USA TODAY International Edition

Ashe bio reveals man behind the athlete

- Gene Seymour

The other day, during a high-decibel TV sports debate over the president’s Twitter assaults on the integrity and intelligen­ce of basketball superstar LeBron James, I heard one of the commentato­rs equate James’ outspokenn­ess on social issues and his commitment to public service to those of boxing icon Muhammad Ali. The commentato­r said he couldn’t think of anybody else in sports, past or present, who would serve as a comparable example.

If that’s really the case, then I recommend this talking head be among the very first to read “Arthur Ashe: A Life” (Simon & Schuster, 784 pp., ★★★g), Raymond Arsenault’s massively researched and thoroughly absorbing biography of the legendary African-American tennis champion whose activism on issues ranging from equal opportunit­y in America to apartheid in South Africa are as large a part of his legacy as his exploits on the court.

Here are five things we find out:

1. Skinny bookworms can become world-class athletes

Born in racially segregated Richmond, Virginia, Ashe showed an ability to serve a tennis ball as early as 11 years old, when he attended a tennis camp for talented black children in Lynchburg in the summer of 1954. “I was so tiny and skinny,” Ashe recalled later, “that the racket I brought from home looked almost as big as me.” By the time he was a teenager, Ashe “shot up in height and even put on a little weight” and was a rising star among the camp’s tennis prodigies. He eventually would reach 6-foot-1 and build enough wiry muscle to develop a devastatin­g serve. One childhood trait never changed: his voracious appetite for reading, not just about tennis but about history and culture. He eventually would publish books of his own. But all that came later.

2. He was a very good – often great – player

Ashe didn’t dominate men’s tennis as Rod Laver, Pete Sampras and Roger Federer did in theirs. But of the 51 titles he collected, two stand out: the 1968 men’s singles win at the U.S. Open when he was a 25-year-old Army lieutenant, and the 1975 Wimbledon championsh­ip when he upset Jimmy Connors. He didn’t always win, but he often came close enough to win fans who were at the matches or watching on TV.

3. Off court, he was very good, often great – but not perfect

In public, Ashe was articulate, charming and composed. Yet he had the grace to admit feeling, in Arsenault’s words, “like a parvenu susceptibl­e to money worship.” He also showed some unseemly chauvinism in 1973 when talking about equity in prize money for female players. (“Women’s Lib has been very trying.”) Yet years later he would regret such sentiments and ally himself with Billie Jean King and others in seeking gender equality.

4. He was fearless in taking a stand, no matter the reaction

When in the early 1970s Ashe decided to take on apartheid head-on by going to South Africa and compelling leaders to let him compete, he was criticized by those favoring boycotts and economic sanctions.

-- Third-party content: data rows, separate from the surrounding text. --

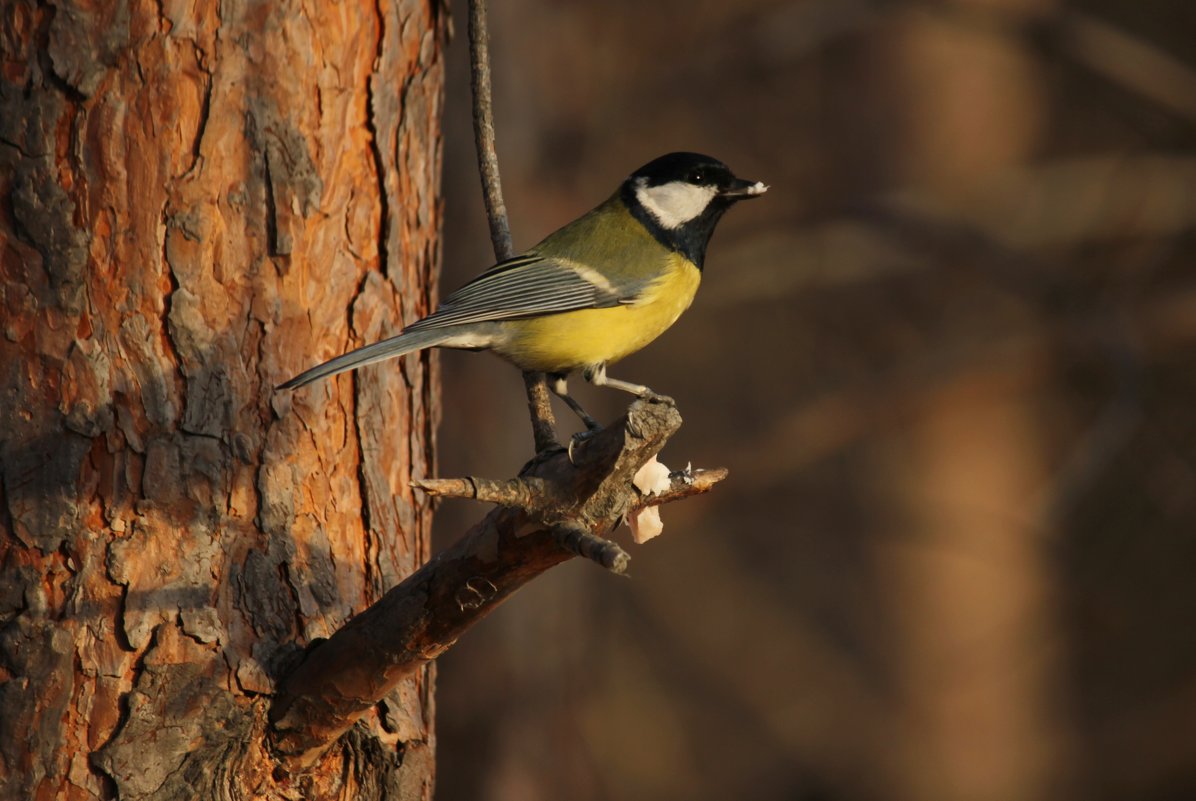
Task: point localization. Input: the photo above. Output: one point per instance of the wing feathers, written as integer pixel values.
(526, 286)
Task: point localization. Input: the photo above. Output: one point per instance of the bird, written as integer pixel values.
(591, 293)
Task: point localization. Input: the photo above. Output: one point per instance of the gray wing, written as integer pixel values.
(528, 286)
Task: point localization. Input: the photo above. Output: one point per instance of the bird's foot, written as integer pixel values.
(656, 397)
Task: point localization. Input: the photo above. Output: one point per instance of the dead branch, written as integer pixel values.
(543, 423)
(571, 509)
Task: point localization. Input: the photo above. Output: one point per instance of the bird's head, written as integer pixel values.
(681, 196)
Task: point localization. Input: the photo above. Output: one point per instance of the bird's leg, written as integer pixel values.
(597, 375)
(556, 383)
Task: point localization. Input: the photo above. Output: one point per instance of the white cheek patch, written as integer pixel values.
(676, 202)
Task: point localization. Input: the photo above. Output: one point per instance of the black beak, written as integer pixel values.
(740, 189)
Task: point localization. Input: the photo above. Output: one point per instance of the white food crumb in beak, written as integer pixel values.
(651, 480)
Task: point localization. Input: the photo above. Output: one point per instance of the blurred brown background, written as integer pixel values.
(950, 362)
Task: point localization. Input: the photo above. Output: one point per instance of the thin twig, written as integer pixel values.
(543, 423)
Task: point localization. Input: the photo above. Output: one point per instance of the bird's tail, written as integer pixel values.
(396, 346)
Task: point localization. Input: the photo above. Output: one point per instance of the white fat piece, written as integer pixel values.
(676, 202)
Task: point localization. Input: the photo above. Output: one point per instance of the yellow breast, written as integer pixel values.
(557, 343)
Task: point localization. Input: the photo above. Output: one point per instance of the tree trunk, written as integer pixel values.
(197, 202)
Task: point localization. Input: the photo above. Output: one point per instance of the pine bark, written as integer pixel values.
(196, 202)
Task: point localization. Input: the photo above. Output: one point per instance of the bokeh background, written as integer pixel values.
(950, 360)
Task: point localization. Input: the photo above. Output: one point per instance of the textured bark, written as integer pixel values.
(196, 201)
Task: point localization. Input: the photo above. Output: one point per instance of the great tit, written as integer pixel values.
(597, 289)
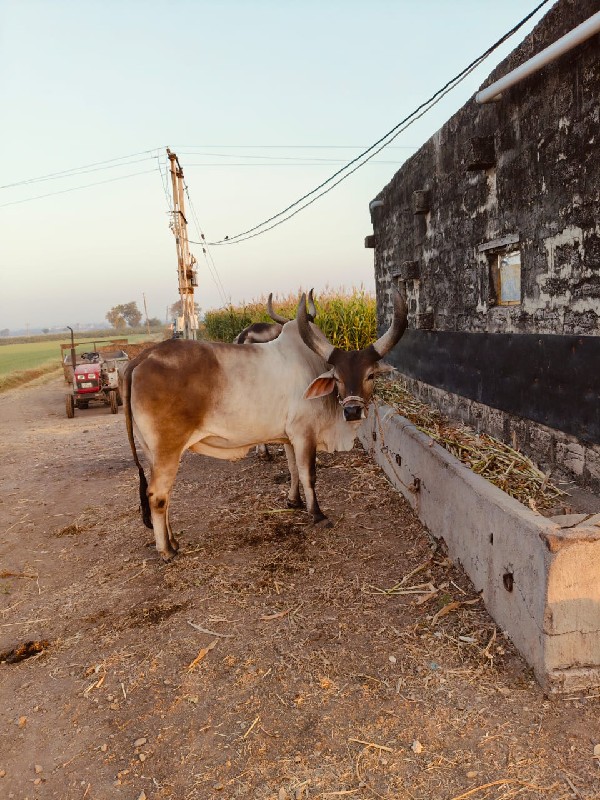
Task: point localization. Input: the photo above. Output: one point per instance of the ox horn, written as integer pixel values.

Such criticism came hardest from young black South African activists and their American counterpar­ts. Ultimately, he would be disillusio­ned with “constructi­ve engagement” with the ruling white minority and by the 1980s had joined those campaignin­g for boycotts, sanctions and divestment.

5. Not even terminal illness could keep him from the barricades

In 1988, Ashe learned that he had been infected with HIV through a blood transfusio­n when he was recovering from heart surgery five years earlier.

Yet in 1992, he took part in a demonstrat­ion at the White House protesting mistreatme­nt of Haitian refugees by immigratio­n and law enforcemen­t officials.

Of the 2,000 participan­ts, he was among 100 demonstrat­ors arrested, though he weighed a gaunt 128 pounds. He would succumb to the disease, at age 49, a year later.